Picture of disassembling
Obviously it's essential that your photobank has a good battery life, because copying a lot of gigabytes could take a lot of time with the old USB2 interface. This photobank is old (maybe 6 years) and his battery was dead, so I decided to replace it with a new much powerful battery. The old one was a 3.7 V Li-ion battery of about 1200 mAh, you can't see it in the images because I had already throw it away, but it was very similar to the old cellphones flat batteries.

Step 2: Battery

Picture of battery
I decided to buy the most powerful battery I would find, and I was lucky because i had not the photobank with me and I hazarded to buy a big 2100 mAh Li-ion battery at last Electronic Fair in Milan, it was about 12$. Maybe it's nor real 2100 mAh, anyway I hope it's more powerful than a smaller one.

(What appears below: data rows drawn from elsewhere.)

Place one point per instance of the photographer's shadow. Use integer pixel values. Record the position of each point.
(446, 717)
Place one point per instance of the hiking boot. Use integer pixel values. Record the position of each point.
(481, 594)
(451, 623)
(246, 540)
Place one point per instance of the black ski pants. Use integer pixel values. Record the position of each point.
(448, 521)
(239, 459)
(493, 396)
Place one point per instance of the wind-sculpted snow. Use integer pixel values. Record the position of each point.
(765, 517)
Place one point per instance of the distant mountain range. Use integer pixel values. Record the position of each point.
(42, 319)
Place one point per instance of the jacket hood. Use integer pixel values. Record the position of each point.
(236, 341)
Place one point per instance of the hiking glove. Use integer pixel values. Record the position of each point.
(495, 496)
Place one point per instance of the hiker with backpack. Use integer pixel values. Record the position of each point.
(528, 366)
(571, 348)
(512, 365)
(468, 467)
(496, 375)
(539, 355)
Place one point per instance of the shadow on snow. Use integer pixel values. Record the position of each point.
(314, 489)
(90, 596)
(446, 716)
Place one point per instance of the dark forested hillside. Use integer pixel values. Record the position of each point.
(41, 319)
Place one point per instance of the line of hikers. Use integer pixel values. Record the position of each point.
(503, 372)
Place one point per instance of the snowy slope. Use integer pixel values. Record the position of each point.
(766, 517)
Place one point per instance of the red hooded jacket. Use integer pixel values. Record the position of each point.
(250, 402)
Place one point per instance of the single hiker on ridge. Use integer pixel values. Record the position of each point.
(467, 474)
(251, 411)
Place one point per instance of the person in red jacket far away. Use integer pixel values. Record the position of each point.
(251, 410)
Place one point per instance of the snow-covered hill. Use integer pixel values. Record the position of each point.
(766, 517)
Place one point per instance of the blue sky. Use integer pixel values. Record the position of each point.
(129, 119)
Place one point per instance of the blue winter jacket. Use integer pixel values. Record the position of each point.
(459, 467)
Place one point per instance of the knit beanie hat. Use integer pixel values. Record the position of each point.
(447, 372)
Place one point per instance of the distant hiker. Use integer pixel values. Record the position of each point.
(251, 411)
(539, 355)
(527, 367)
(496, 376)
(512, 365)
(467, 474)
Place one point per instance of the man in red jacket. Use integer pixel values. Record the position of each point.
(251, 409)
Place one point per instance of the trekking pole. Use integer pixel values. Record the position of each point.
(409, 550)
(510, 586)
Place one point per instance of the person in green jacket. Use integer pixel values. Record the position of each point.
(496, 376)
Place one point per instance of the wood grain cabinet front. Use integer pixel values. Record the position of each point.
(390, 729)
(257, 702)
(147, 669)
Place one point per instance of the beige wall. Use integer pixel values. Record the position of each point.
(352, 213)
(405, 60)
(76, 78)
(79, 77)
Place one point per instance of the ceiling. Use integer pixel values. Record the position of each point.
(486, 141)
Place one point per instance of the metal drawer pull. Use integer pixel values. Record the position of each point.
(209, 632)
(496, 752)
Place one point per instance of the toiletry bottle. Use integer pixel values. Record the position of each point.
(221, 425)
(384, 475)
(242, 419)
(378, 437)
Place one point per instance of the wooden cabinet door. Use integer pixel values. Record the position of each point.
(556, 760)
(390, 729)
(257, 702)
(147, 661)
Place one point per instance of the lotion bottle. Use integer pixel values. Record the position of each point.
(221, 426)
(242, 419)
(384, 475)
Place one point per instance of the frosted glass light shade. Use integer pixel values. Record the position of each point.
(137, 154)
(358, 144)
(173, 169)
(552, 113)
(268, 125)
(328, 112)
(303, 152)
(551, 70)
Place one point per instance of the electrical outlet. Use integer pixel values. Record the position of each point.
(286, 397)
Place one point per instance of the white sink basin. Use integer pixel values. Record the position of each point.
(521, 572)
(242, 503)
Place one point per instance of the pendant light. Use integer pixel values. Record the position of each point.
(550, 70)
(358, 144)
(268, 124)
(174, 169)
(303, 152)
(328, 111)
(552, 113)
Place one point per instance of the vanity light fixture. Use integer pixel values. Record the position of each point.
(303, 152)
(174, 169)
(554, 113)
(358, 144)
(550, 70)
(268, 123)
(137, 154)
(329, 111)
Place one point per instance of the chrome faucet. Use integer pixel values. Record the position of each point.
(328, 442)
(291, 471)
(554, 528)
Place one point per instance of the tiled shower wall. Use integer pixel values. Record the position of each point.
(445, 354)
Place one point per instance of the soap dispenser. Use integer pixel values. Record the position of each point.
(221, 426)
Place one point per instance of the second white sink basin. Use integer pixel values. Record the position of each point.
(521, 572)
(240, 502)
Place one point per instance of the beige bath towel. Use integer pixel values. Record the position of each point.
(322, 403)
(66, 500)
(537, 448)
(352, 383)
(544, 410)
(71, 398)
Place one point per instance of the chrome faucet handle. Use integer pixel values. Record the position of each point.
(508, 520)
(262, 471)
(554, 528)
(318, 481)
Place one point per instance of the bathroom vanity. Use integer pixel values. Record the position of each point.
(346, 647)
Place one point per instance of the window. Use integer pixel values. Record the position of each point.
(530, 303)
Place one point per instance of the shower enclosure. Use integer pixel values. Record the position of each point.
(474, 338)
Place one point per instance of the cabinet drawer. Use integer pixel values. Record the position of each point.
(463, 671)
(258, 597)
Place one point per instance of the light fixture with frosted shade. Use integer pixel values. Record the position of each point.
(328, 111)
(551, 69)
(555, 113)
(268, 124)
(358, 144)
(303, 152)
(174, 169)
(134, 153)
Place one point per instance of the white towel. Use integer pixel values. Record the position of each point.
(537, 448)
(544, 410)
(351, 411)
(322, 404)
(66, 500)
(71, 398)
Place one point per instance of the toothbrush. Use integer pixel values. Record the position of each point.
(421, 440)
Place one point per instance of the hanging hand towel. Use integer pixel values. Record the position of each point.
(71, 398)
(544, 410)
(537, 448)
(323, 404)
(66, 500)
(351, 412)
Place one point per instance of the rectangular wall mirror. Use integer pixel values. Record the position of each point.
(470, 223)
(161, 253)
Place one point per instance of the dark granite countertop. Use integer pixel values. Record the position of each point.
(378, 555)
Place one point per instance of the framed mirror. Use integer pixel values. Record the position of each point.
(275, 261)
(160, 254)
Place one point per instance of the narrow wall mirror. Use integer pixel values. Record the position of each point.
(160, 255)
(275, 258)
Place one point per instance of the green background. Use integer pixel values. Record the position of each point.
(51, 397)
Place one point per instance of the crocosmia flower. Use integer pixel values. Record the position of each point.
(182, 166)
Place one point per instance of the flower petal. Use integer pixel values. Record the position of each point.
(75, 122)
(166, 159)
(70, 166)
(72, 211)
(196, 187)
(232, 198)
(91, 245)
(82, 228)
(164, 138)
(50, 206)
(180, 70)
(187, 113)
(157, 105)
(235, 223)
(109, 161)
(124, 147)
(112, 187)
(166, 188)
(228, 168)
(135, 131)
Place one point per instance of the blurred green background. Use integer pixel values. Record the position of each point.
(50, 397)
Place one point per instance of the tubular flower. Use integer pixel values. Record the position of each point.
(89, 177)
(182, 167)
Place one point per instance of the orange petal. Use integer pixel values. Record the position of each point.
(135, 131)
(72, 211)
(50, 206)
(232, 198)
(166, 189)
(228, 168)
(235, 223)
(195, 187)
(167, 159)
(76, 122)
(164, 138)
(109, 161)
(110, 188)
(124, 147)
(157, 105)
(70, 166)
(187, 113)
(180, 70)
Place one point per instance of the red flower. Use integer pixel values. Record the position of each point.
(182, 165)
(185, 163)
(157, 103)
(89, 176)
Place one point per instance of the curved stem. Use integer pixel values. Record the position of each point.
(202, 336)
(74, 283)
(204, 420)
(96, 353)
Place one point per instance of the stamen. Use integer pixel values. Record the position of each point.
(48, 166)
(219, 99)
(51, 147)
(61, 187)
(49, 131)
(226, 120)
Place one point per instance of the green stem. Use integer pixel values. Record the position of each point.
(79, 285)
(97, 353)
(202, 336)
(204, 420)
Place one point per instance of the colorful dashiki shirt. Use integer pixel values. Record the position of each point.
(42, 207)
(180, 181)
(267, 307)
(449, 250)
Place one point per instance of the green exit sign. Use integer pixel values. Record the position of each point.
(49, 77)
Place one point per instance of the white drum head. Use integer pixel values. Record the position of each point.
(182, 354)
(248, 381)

Dimensions are perfect, thickness too, and voltage is of course the same of the old battery, 3.7 V, this is very important, because Lithium cells could also explode if charged wrongly.

Step 3: Wires

Picture of wires
In this case I've soldered the wires to the plug supports (which are connected with power pins) because I think the plug didn't worked properly. Anyway I suggest to keep the original battery plug, if it's present.  Obviously pay attention to the polarity, usually (as in this case) you see symbols on the pcb, otherwise if you had already cutted the battery wires try to understand which is the groud trace (usually it goes all around the circuit).